Not only did they not like his cheese roll, but they did not fancy the look of his apple, and his orange had a very dodgy look to it.

Given that this is the same World Cup security organisation that failed to prevent an angry England fan from wandering into the dressing room after their Algeria match (and then tried to pin the blame on a London-based tabloid with unproven allegations) this all takes the biscuit. Or the roll.

Keir writes that security guard Norah Swart “wasn’t smiling or bothered by manners in ordering: ‘You can’t bring that in. It’s not allowed’.

“She could not explain the reason but supervisor Jacobus Swart said they were just ‘obeying orders’.”

Oh dear.
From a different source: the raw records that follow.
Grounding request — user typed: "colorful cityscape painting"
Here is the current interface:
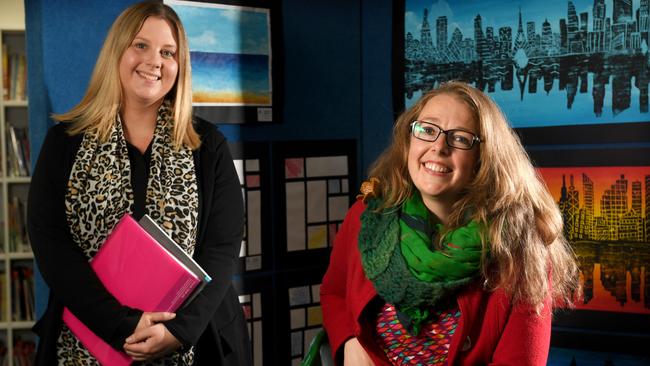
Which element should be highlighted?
[404,0,650,127]
[165,0,272,106]
[538,166,650,314]
[546,347,650,366]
Imagine if a jobsworth at Stratford utters those deathly words in 2012?

“Now the funniest part about this is that the general standard of security checks on just about anyone entering the World Cup stadia over the past three weeks has been patchy,” Radnedge writes.

“Incidentally, this was Loftus where many journalists again (as at Ellis Park the previous night) were left no option but to sit on the floor to rest and write. Norah would have been better employed ordering up some extra chairs and tables.

“There is a serious point to the above: all the goodwill earned by the enormous amount of work put in by FIFA and local staff risks getting lost amid an increasing number of such unnecessary incidents.”